The 2024 presidential election cycle is already heating up, with former South Carolina Gov. Nikki Haley (R) announcing that she’s seeking the Republican nomination. So where does she stand on marijuana policy issues?
That’s a question that will be asked of all major candidates over the coming months as the circle of prospective nominees inevitably widens.
Haley, who also served as United Nations (UN) ambassador under President Donald Trump, doesn’t have an especially extensive cannabis background. But she did sign limited reform legislation into law during her time as governor. And she’s expressed openness to continuing conversations with advocates and lawmakers about the issue.
In general, it appears that she’s supportive of state-based reform action, at least on a limited basis, and is sympathetic to patients who’ve benefitted from medical cannabis. But her record is light, and she hasn’t yet indicated whether she’d seek to broadly end federal prohibition if elected.
Haley will be running against Trump for the nomination, as the former president announced his candidacy back in November, about two years after losing re-election to President Joe Biden.
Here’s where Republican presidential candidate Nikki Haley stands on marijuana:
Legislation And Policy Actions
During her time as South Carolina’s governor from 2011-2017, Haley signed two pieces of modest cannabis reform legislation into law.

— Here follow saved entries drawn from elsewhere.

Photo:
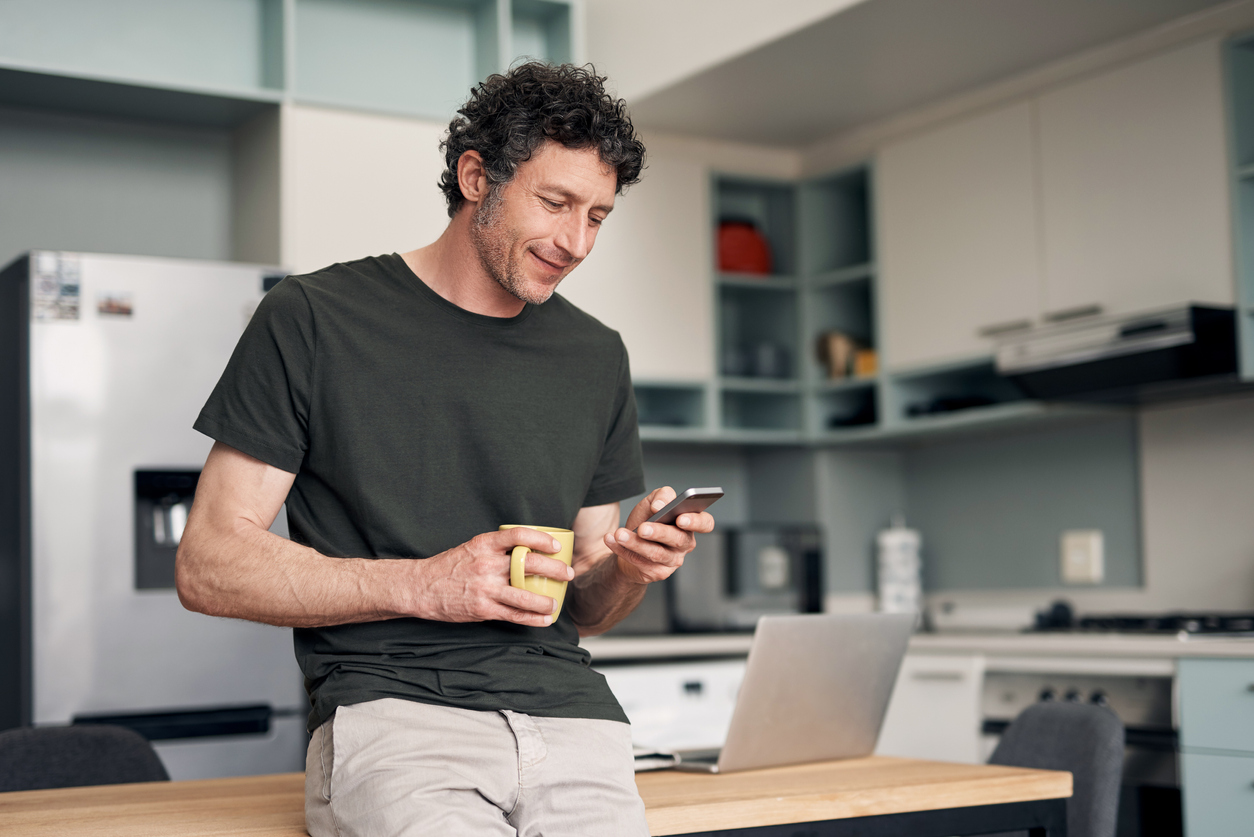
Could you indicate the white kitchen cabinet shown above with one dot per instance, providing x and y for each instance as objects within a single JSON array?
[
  {"x": 957, "y": 220},
  {"x": 356, "y": 185},
  {"x": 1134, "y": 192},
  {"x": 934, "y": 712}
]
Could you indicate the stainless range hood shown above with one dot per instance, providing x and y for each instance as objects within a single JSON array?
[{"x": 1155, "y": 355}]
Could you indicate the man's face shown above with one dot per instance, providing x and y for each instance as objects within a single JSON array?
[{"x": 533, "y": 231}]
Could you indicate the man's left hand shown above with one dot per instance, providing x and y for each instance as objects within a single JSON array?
[{"x": 651, "y": 552}]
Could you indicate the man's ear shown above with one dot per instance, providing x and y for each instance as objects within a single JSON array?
[{"x": 472, "y": 177}]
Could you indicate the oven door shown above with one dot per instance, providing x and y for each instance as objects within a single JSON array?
[{"x": 1149, "y": 803}]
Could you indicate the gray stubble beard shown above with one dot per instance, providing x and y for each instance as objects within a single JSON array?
[{"x": 490, "y": 242}]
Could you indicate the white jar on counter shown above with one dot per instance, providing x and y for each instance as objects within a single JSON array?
[{"x": 898, "y": 569}]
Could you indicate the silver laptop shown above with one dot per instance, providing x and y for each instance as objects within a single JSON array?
[{"x": 815, "y": 688}]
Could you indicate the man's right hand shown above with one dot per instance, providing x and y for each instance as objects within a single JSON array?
[
  {"x": 230, "y": 565},
  {"x": 470, "y": 582}
]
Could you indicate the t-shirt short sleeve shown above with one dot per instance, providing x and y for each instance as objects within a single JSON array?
[
  {"x": 621, "y": 472},
  {"x": 261, "y": 404}
]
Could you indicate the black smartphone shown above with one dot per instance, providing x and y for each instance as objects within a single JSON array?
[{"x": 694, "y": 500}]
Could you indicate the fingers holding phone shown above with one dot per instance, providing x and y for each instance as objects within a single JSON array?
[{"x": 660, "y": 531}]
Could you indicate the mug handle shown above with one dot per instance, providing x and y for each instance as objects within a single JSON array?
[{"x": 517, "y": 559}]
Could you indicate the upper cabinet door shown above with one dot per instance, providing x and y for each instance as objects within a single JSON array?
[
  {"x": 958, "y": 237},
  {"x": 1134, "y": 186}
]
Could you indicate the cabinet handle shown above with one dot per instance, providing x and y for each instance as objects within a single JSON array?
[
  {"x": 998, "y": 329},
  {"x": 1072, "y": 313},
  {"x": 953, "y": 677}
]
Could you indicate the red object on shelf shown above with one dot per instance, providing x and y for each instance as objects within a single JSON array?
[{"x": 742, "y": 249}]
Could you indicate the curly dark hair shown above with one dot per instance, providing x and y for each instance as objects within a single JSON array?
[{"x": 509, "y": 116}]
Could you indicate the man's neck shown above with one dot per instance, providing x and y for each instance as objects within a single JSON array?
[{"x": 452, "y": 267}]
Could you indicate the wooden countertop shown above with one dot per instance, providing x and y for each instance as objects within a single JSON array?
[
  {"x": 676, "y": 803},
  {"x": 607, "y": 649}
]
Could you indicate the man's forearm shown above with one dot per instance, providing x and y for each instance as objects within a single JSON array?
[
  {"x": 247, "y": 572},
  {"x": 602, "y": 596}
]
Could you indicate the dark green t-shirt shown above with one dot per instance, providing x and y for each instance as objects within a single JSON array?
[{"x": 411, "y": 426}]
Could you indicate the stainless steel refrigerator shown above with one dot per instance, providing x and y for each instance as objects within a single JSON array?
[{"x": 104, "y": 364}]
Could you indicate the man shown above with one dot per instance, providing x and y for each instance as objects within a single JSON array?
[{"x": 405, "y": 407}]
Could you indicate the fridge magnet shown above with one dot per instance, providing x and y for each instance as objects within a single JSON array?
[
  {"x": 114, "y": 305},
  {"x": 54, "y": 286}
]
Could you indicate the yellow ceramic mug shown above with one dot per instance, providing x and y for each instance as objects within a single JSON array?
[{"x": 542, "y": 585}]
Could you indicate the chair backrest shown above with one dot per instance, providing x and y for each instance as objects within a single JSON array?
[
  {"x": 67, "y": 757},
  {"x": 1081, "y": 738}
]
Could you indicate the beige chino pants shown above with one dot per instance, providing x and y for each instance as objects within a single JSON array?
[{"x": 399, "y": 768}]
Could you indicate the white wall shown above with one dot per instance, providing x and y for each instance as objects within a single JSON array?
[
  {"x": 1196, "y": 463},
  {"x": 645, "y": 45}
]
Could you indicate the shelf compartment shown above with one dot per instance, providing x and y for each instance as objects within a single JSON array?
[
  {"x": 775, "y": 412},
  {"x": 415, "y": 58},
  {"x": 835, "y": 217},
  {"x": 102, "y": 97},
  {"x": 769, "y": 206},
  {"x": 845, "y": 309},
  {"x": 853, "y": 275},
  {"x": 541, "y": 30},
  {"x": 169, "y": 43},
  {"x": 670, "y": 407},
  {"x": 758, "y": 333},
  {"x": 1240, "y": 67},
  {"x": 732, "y": 383},
  {"x": 754, "y": 281},
  {"x": 853, "y": 407},
  {"x": 952, "y": 390},
  {"x": 1243, "y": 191}
]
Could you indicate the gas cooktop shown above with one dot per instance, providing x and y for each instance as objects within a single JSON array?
[{"x": 1179, "y": 623}]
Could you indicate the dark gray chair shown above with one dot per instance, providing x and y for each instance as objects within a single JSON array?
[
  {"x": 68, "y": 757},
  {"x": 1081, "y": 738}
]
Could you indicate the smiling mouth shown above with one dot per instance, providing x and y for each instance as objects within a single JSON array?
[{"x": 554, "y": 266}]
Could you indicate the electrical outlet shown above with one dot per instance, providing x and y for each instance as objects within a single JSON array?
[{"x": 1082, "y": 557}]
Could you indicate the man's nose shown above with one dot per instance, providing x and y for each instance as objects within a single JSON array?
[{"x": 574, "y": 236}]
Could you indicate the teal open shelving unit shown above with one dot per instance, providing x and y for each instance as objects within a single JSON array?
[
  {"x": 189, "y": 62},
  {"x": 824, "y": 279},
  {"x": 1240, "y": 119}
]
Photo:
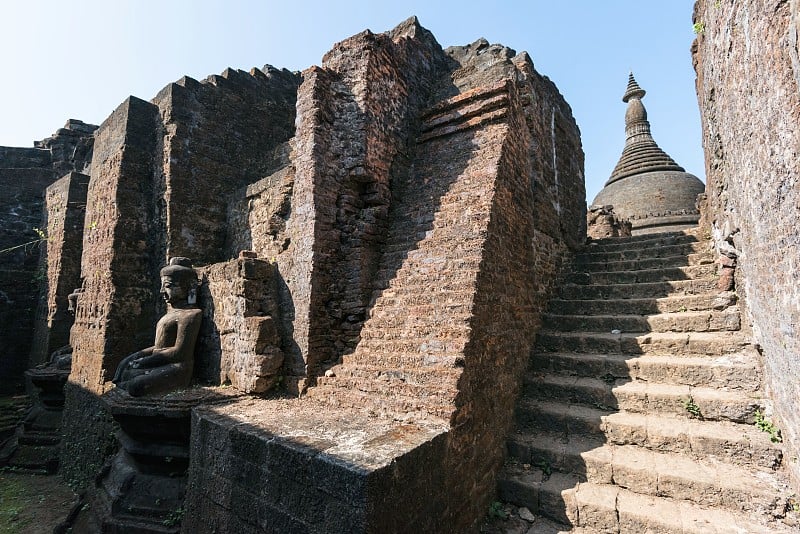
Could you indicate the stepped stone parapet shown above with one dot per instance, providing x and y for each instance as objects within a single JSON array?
[{"x": 639, "y": 403}]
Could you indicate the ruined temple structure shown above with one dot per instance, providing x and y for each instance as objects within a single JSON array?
[
  {"x": 368, "y": 305},
  {"x": 403, "y": 324},
  {"x": 53, "y": 164},
  {"x": 646, "y": 187}
]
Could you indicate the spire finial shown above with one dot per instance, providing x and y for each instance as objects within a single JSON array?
[{"x": 633, "y": 90}]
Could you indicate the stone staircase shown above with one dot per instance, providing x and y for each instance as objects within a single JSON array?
[{"x": 638, "y": 409}]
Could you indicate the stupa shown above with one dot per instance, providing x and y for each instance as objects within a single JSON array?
[{"x": 647, "y": 187}]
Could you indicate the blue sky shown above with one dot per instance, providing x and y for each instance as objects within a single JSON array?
[{"x": 80, "y": 59}]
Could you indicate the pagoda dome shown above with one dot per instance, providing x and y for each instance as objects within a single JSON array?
[{"x": 646, "y": 186}]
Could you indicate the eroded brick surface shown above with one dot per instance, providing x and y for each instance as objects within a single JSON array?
[
  {"x": 746, "y": 61},
  {"x": 65, "y": 205},
  {"x": 24, "y": 175}
]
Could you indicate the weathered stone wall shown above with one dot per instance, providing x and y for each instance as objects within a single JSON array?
[
  {"x": 218, "y": 135},
  {"x": 115, "y": 314},
  {"x": 161, "y": 179},
  {"x": 413, "y": 419},
  {"x": 65, "y": 209},
  {"x": 20, "y": 213},
  {"x": 355, "y": 115},
  {"x": 24, "y": 175},
  {"x": 240, "y": 338},
  {"x": 748, "y": 83}
]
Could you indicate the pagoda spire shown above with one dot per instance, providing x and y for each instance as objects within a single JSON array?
[{"x": 641, "y": 153}]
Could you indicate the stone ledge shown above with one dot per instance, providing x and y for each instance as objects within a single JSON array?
[{"x": 338, "y": 471}]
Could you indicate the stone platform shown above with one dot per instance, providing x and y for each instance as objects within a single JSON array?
[
  {"x": 295, "y": 465},
  {"x": 142, "y": 488}
]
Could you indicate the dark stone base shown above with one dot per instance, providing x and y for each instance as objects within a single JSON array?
[
  {"x": 88, "y": 436},
  {"x": 141, "y": 489},
  {"x": 294, "y": 466},
  {"x": 36, "y": 445}
]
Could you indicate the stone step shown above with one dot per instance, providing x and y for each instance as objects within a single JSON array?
[
  {"x": 657, "y": 343},
  {"x": 395, "y": 359},
  {"x": 681, "y": 260},
  {"x": 646, "y": 398},
  {"x": 661, "y": 274},
  {"x": 706, "y": 482},
  {"x": 607, "y": 508},
  {"x": 695, "y": 321},
  {"x": 733, "y": 443},
  {"x": 738, "y": 371},
  {"x": 638, "y": 291},
  {"x": 645, "y": 306},
  {"x": 622, "y": 243},
  {"x": 397, "y": 375},
  {"x": 637, "y": 253},
  {"x": 398, "y": 404}
]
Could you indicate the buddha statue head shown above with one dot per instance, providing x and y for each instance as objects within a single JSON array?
[{"x": 179, "y": 282}]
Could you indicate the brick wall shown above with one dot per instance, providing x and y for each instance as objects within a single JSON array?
[
  {"x": 65, "y": 208},
  {"x": 407, "y": 432},
  {"x": 24, "y": 175},
  {"x": 748, "y": 84}
]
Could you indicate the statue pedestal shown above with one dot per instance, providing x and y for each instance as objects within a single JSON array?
[
  {"x": 38, "y": 438},
  {"x": 142, "y": 488}
]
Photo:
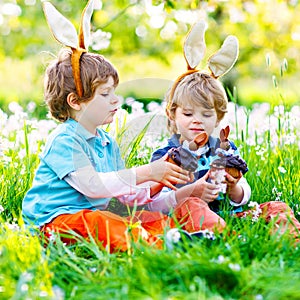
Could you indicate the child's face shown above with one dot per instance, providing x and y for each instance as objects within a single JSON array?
[
  {"x": 191, "y": 119},
  {"x": 101, "y": 108}
]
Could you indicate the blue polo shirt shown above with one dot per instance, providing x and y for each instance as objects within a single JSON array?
[{"x": 69, "y": 147}]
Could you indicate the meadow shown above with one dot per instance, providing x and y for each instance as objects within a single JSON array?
[{"x": 249, "y": 264}]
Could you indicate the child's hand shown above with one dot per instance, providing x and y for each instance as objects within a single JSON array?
[
  {"x": 234, "y": 191},
  {"x": 204, "y": 190},
  {"x": 232, "y": 181},
  {"x": 168, "y": 174}
]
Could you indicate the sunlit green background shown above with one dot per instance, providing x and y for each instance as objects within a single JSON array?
[{"x": 144, "y": 39}]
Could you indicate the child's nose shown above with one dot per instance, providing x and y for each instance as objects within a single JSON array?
[{"x": 114, "y": 99}]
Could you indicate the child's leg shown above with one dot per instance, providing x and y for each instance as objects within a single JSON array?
[
  {"x": 106, "y": 227},
  {"x": 283, "y": 215},
  {"x": 154, "y": 222},
  {"x": 194, "y": 214}
]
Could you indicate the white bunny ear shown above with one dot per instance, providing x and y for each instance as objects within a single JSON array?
[
  {"x": 85, "y": 27},
  {"x": 223, "y": 60},
  {"x": 62, "y": 29},
  {"x": 194, "y": 45}
]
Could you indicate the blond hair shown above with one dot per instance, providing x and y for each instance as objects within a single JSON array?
[
  {"x": 197, "y": 89},
  {"x": 59, "y": 81}
]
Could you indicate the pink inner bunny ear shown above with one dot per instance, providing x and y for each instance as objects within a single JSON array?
[
  {"x": 194, "y": 45},
  {"x": 224, "y": 133},
  {"x": 85, "y": 27},
  {"x": 62, "y": 29},
  {"x": 223, "y": 60},
  {"x": 227, "y": 131}
]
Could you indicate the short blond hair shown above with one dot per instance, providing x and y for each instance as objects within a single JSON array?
[
  {"x": 59, "y": 81},
  {"x": 198, "y": 88}
]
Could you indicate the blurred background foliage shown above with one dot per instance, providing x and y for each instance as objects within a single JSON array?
[{"x": 143, "y": 39}]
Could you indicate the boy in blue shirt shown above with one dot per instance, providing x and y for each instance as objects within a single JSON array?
[{"x": 81, "y": 169}]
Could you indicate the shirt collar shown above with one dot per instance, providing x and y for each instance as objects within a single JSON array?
[{"x": 80, "y": 130}]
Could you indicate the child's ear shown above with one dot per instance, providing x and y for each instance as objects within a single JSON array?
[
  {"x": 169, "y": 115},
  {"x": 72, "y": 100}
]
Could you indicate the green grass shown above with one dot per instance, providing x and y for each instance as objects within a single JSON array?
[{"x": 245, "y": 262}]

First, in 2014, Haley signed a bill from Sen. Tom Davis (R) to allow doctors to prescribe cannabidiol oil to patients suffering from severe epilepsy and for whom conventional therapies proved ineffective.
The measure from Davis, who has also championed broader medical marijuana legalization in the state, also called for a clinical trial at the Medical University of South Carolina to further explore the medical potential of CBD to treat the condition.
The same year, Haley put her signature on a bill to legalize industrial hemp in South Carolina and remove the nonintoxicating form of the cannabis plant from the state’s definition of illegal marijuana.
Advocates and hemp stakeholders applauded these actions. Limited as they might have been, they represented progress in the deep red state. And each year since, Davis has worked to build on the medical cannabis reform.
The senator recently filed a revised version of his medical marijuana legalization bill for the 2023 session. Haley’s position on the broader policy change is unclear, though she indicated in 2014 that she didn’t feel the state was ready to go beyond limited CBD oil for patients.
On The Campaign Trail
Haley does not appear to have weighed in on cannabis issues since announcing her candidacy.
Previous Quotes And Social Media Posts
Asked about cannabis legalization in 2014, the then-governor said that the state has “tried to do some sentencing reform in the past and we’re in the process of analyzing whether that’s worked.”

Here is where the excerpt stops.